Mar. Fév 27th, 2024

Par Sophie Mottet 

Six Portugais et Portugaises âgés de 11 à 24 ans se sont unis, reprochant aux pays européens de ne pas en faire suffisamment pour lutter contre les changements climatiques. De ce fait, ces jeunes ont entamé des procédures judiciaires, amenant les 27 pays de l’Union européenne ainsi que le Royaume-Uni, la Suisse, la Norvège, la Russie et la Turquie, devant la Cour européenne des droits de l’homme (CEDH). 

Décrétant que les conséquences de la crise climatique portent atteinte à leurs droits fondamentaux, ces jeunes activistes demandent des prises d’actions concrètes face aux changements climatiques de la part des pays d’Europe.  

Le droit à la vie pour un avenir plus certain 

Dans les dernières années au Portugal, ce jeune groupe militant a vécu des catastrophes naturelles telles que des feux de forêt et des températures extrêmes. De plus, la prise de conscience d’un avenir incertain qu’amènent les changements climatiques entraîne des répercussions sur la santé mentale de cette génération. 

Ne réclamant pas de compensation monétaire, les jeunes personnes du groupe auront pour mission de convaincre les juges que les conséquences de l’inaction climatique de ces pays les atteignent suffisamment pour être considérées comme des victimes. Cette inaction viendrait porter atteinte aux droits de la personne, notamment le « droit à la vie » et le « droit au respect de la vie privée ». Effectivement, ces jeunes ont pour souhait que le tribunal force les pays concernés à en faire davantage pour contrer les changements climatiques.  

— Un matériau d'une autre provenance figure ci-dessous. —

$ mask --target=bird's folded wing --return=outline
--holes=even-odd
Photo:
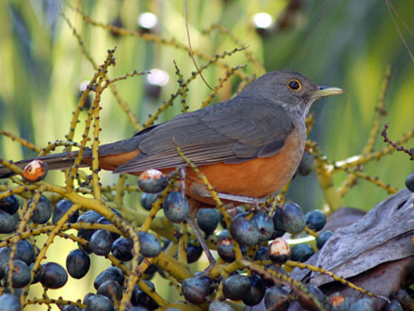
[[[197,165],[271,156],[280,151],[293,128],[281,106],[271,102],[255,105],[236,97],[138,133],[140,154],[114,172],[184,165],[174,142]]]

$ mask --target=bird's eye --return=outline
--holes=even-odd
[[[292,79],[287,83],[287,87],[292,91],[297,92],[302,88],[302,84],[298,80]]]

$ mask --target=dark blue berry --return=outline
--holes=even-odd
[[[66,258],[68,272],[74,278],[82,278],[89,271],[91,259],[88,253],[81,249],[74,249]]]
[[[199,245],[189,244],[187,246],[187,262],[192,264],[198,260],[203,254],[203,247]]]
[[[282,287],[275,285],[270,287],[265,294],[265,306],[267,310],[286,311],[289,308],[290,297]]]
[[[48,262],[39,268],[39,281],[45,287],[59,288],[68,281],[68,273],[59,264]]]
[[[76,220],[77,223],[86,223],[92,224],[96,223],[98,220],[102,217],[99,213],[95,211],[87,211],[78,217]],[[79,229],[78,231],[78,236],[84,238],[87,241],[91,239],[91,237],[95,232],[92,229]],[[92,252],[90,247],[89,246],[84,246],[79,244],[79,247],[88,253]]]
[[[384,308],[384,311],[404,311],[404,310],[401,304],[398,300],[394,300],[386,304]]]
[[[273,216],[275,229],[296,234],[302,232],[306,225],[306,219],[300,207],[294,203],[285,203],[277,208]]]
[[[220,258],[226,263],[236,260],[234,245],[230,238],[222,238],[217,244],[217,252]]]
[[[14,231],[17,222],[10,214],[0,209],[0,233],[8,233]]]
[[[13,215],[19,209],[19,201],[16,195],[12,194],[0,200],[0,209]]]
[[[188,199],[179,191],[170,193],[164,200],[163,207],[165,216],[173,223],[184,220],[190,212]]]
[[[129,261],[133,257],[132,247],[131,239],[121,236],[114,241],[111,251],[117,259],[121,261]]]
[[[259,242],[260,233],[256,224],[243,217],[233,219],[230,225],[233,238],[242,245],[251,246]]]
[[[294,261],[300,261],[301,263],[308,260],[315,253],[312,246],[304,243],[295,245],[290,250],[292,252],[290,260]]]
[[[116,300],[120,300],[122,298],[122,290],[121,285],[118,282],[113,280],[105,281],[98,288],[97,293],[98,295],[106,296],[112,301],[114,298]]]
[[[197,223],[200,228],[207,234],[216,230],[218,225],[218,213],[214,208],[200,208],[197,212]]]
[[[406,187],[411,192],[414,192],[414,173],[412,173],[406,179]]]
[[[155,257],[161,252],[160,240],[147,232],[138,232],[139,253],[145,257]]]
[[[88,300],[88,311],[113,311],[110,300],[103,295],[94,295]]]
[[[411,298],[408,293],[404,289],[399,289],[395,293],[390,295],[390,299],[397,300],[403,307],[403,309],[409,309],[411,304]]]
[[[270,260],[269,257],[269,246],[260,247],[254,255],[255,260]]]
[[[0,296],[1,311],[20,311],[20,300],[12,294],[3,294]]]
[[[253,215],[251,221],[256,224],[256,227],[259,230],[259,241],[266,241],[270,238],[273,234],[274,226],[273,220],[269,216],[267,213],[256,213]]]
[[[258,275],[251,275],[249,278],[250,281],[250,288],[242,300],[246,306],[255,306],[265,297],[266,287]]]
[[[231,300],[242,300],[246,297],[250,287],[248,276],[238,273],[229,276],[223,284],[224,297]]]
[[[306,225],[308,228],[319,231],[321,230],[326,223],[326,216],[318,209],[310,211],[306,213]]]
[[[94,253],[105,256],[111,251],[113,243],[111,233],[101,229],[95,231],[91,236],[90,246]]]
[[[196,276],[184,280],[181,284],[182,294],[189,302],[201,305],[210,294],[211,279],[207,276]]]
[[[151,210],[152,204],[158,199],[159,194],[149,194],[143,192],[141,194],[141,206],[144,209]]]
[[[116,267],[109,267],[106,270],[101,272],[96,277],[94,282],[94,287],[98,289],[100,285],[105,281],[113,280],[120,285],[124,284],[124,276],[119,268]]]

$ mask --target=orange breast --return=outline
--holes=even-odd
[[[288,136],[281,151],[273,156],[237,164],[201,165],[199,168],[218,192],[252,197],[269,195],[290,180],[299,164],[305,140],[295,133]],[[200,182],[192,171],[188,171],[188,178],[192,182]]]
[[[304,143],[303,135],[300,131],[294,130],[286,138],[280,152],[273,156],[257,158],[235,164],[219,163],[200,165],[199,168],[218,192],[263,197],[279,190],[293,176],[303,154]],[[103,169],[113,170],[138,156],[139,152],[137,150],[100,157],[100,166]],[[84,160],[88,161],[87,159]],[[161,170],[168,173],[174,169],[172,168]],[[201,198],[190,192],[193,183],[202,182],[191,168],[187,168],[186,170],[187,194],[198,200],[214,204],[210,198]],[[131,174],[139,175],[140,173]]]

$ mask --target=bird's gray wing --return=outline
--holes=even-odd
[[[238,163],[276,154],[293,129],[293,123],[280,105],[267,101],[251,102],[235,97],[138,132],[136,137],[139,139],[141,154],[114,172],[185,164],[174,142],[197,165]]]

« Les gouvernements du monde entier ont le pouvoir d’arrêter cela, et les gouvernements européens choisissent de ne pas y mettre fin », a dénoncé Catarina dos Santos Mota, 23 ans, membre du groupe. « Depuis que nous avons entrepris notre action en justice, nous ressentons que l’impact de la crise climatique est de plus en plus grave. En 2023, juillet a été le mois le plus chaud jamais enregistré. C’est terrifiant de penser que ce n’est que le début. » 

Des preuves scientifiques mises de l’avant 

Les jeunes activistes devront démontrer au tribunal que les 32 pays européens ont l’obligation légale de limiter l’augmentation de température à 1,5 °C selon les objectifs de l’Accord de Paris sur le climat de 2015. Une des preuves présentées au tribunal concerne les politiques des pays européens présentant une limitation de température à 3 °C, la limite étant fixée à un degré plus grand dans certains pays.  

La décision de la cour ne sera rendue que d’ici plusieurs mois. D’autres cas de justice climatique ont été déposés à la CEDH concernant des dossiers ciblant la France et la Suisse. La position de la cour est très attendue et pourrait avoir des retombées positives sur les futurs cas climatiques amenés en justice.  

Le commissaire aux droits de l’homme du Conseil de l’Europe, Dunja Mijatovic, souligne que « ce sont les enfants qui paieront le prix de l’inadéquation des mesures prises contre le changement climatique. Il est crucial que les jeunes aient accès à la justice et soient entendus ».